In der Klage wird behauptet, McClurkin habe „diese Taktik wiederholt ausgenutzt und den Kläger in den nächsten sechs Jahren zu weiteren unerwünschten sexuellen Handlungen gezwungen“, darunter zahlreiche angebliche Vorfälle während seiner Arbeit in McClurkins Kirche. In der Beschwerde werden weitere Berichte über mutmaßliche sexuelle Übergriffe aus den Jahren 2007 bis 2008 aufgeführt.
Corletto habe mehrere Male versucht, seine Arbeit für McClurkin zu beenden, hieß es in der Klage, aber der Sänger weigerte sich und sagte seinem Assistenten, „dass seine ‚Erlösung‘ und sein ‚Ziel‘ mit ihm verbunden seien“. In der Beschwerde heißt es weiter, dass Corletto mehrere Mitarbeiter der Kirche über den mutmaßlichen sexuellen Übergriff informiert habe, dass jedoch „keine Maßnahmen ergriffen wurden“. Corletto hörte 2008 auf, für McClurkin zu arbeiten, traf den Sänger aber in den folgenden Jahren weiterhin, heißt es in der Klage.
Der „Again“-Künstler soll Corletto 2012 in Orlando sexuell angegriffen haben, wo dieser sich für einen Job bei einer Fluggesellschaft ausbildete. McClurkin erfuhr durch einen von Corlettos Freunden vom Aufenthaltsort seines ehemaligen Angestellten und erschien in seinem Hotelzimmer. In der Klage wurde behauptet, McClurkin habe gesagt, er müsse mit Corletto sprechen, der „widerstrebend zugestimmt“ habe, den Sänger in sein Zimmer zu lassen. Im Hotelzimmer flehte McClurkin angeblich „den Kläger an, ‚ein letztes Mal‘ Sex mit ihm zu haben“, doch Corletto weigerte sich. Corletto behauptet, er sei aufgewacht und habe McClurkin dabei beobachtet, wie er masturbierte und seinen Körper berührte, bevor sich der Sänger „Corletto erneut aufgedrängt“ und seinen ehemaligen Angestellten vergewaltigt habe, heißt es in der Klageschrift.
Corletto kehrte im Sommer 2013 in McClurkins Kirche zurück und begleitete den Sänger auf einer Reise zu den Niagarafällen. McClurkin soll Corletto erneut sexuell angegriffen haben und Tage später eine E-Mail geschickt haben, in der er sich für seine Taten entschuldigte, wie ein in der Klage enthaltener Screenshot zeigt. McClurkin verglich sich laut Klageschrift nicht nur mit einem „verzweifelten schmutzigen ‚alten Mann‘“, sondern schrieb angeblich auch an Corletto: „Ich habe mich dir aufgedrängt … dich begrapscht … und wenn ich darüber nachdenke … hast du mich überhaupt nie so berührt.“ McClurkin versprach angeblich auch, Corletto ein Freund und Pastor zu sein.
Zwei Jahre nachdem McClurkin die angebliche E-Mail verschickt hatte, kehrte Corletto inmitten seiner psychischen Probleme in die Kirche des Sängers zurück. In der Klage wird behauptet, dass McClurkin weiteres sexuelles Fehlverhalten begangen habe und dabei „die Verletzlichkeit und den derzeitigen fragilen Geisteszustand des Klägers ausgenutzt“ habe.
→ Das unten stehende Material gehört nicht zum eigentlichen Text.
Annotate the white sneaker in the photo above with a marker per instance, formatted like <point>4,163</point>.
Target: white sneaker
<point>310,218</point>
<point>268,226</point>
Corletto erlitt infolge des sexuellen Übergriffs „Verletzungen, emotionalen Stress, körperliche Schmerzen, emotionale Schmerzen und Leiden sowie einen Verlust der Lebensfreude“, heißt es in der Beschwerde. Er fordert ein Schwurgerichtsverfahren, eine nicht näher bezeichnete Höhe von Schadensersatz, Anwaltskosten und zusätzlichem Schadensersatz.
Cary Schneider, Leiter der Redaktionsbibliothek der Times, hat zu diesem Bericht beigetragen.